Saturday, June 11, 2011

Bully Boy!!!!!


Watercolor     Ruby-throated Hummingbird      Sally Wickham © 2011  


Nobody but nobody messes with the male Ruby-throated Hummingbird.  This tiny one-tenth of an ounce package of feathers is a giant among backyard birds.  He thinks nothing of chasing away Crows and Red-tailed Hawks when other bigger birds are left cowering in the trees.  Squirrels and cats that get too close had also better beware.  How is this possible you may ask?  I wondered the same thing and even wondered why I moved my hummingbird feeders off the porch and onto a pergola a little bit farther away. 

The answer to my question is that any bird moving at sixty miles an hour with a lance-like bill is going to do some damage if he hits you.  He is a needle shooting through the air!    It’s possible that he is not ruby-throated at all but blood stained.

Furthermore, the noise that his wings make is sometimes quite frightful.  One buzzed close by my head today and there was even a slight whine to the wing noise that sounded like a passenger jet when it lands.  Other birds have no doubt noticed the same thing and are aware that the Ruby-throat means business. 

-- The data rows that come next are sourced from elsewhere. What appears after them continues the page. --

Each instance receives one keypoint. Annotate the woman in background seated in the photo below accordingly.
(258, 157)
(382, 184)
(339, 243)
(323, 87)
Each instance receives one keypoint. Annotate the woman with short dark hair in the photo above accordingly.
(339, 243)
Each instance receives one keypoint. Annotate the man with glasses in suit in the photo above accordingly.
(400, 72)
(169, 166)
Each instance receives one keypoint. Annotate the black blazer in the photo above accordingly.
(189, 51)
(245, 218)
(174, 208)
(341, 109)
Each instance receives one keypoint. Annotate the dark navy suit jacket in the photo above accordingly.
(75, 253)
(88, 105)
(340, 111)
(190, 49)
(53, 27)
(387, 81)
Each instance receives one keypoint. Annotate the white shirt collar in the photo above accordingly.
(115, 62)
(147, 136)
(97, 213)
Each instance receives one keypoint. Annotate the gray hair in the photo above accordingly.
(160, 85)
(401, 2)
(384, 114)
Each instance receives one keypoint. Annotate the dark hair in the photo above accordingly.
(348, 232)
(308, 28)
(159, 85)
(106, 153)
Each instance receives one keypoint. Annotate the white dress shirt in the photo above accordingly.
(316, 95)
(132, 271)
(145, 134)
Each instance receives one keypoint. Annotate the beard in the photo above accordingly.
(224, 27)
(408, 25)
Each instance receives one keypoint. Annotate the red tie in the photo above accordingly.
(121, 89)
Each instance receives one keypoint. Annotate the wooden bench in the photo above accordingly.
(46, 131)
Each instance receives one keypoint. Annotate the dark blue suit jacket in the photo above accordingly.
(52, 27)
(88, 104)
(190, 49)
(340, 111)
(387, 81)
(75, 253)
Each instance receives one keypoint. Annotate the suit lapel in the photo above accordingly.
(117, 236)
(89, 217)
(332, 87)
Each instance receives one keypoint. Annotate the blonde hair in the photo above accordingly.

Hummingbirds have been reported to the bird police for stalking and  unprovoked threatening behavior towards other birds.  Okay, I made this up, but I have read accounts where hummers will chase other birds just for fun.  I suppose when you are such a fast and accomplished flyer--able to fly forward, reverse, up and down , stop on a dime and hover in mid-air,   every once in a while you want to put the pedal to the metal.  

As for me, I did not think that I would look  good with a hummingbird stuck in my plump rosy cheek so I moved the feeders away from my observation station on the porch.  And believe me, I am keeping those feeders very clean,  very full  and very sweet because I do not want to make this little guy angry.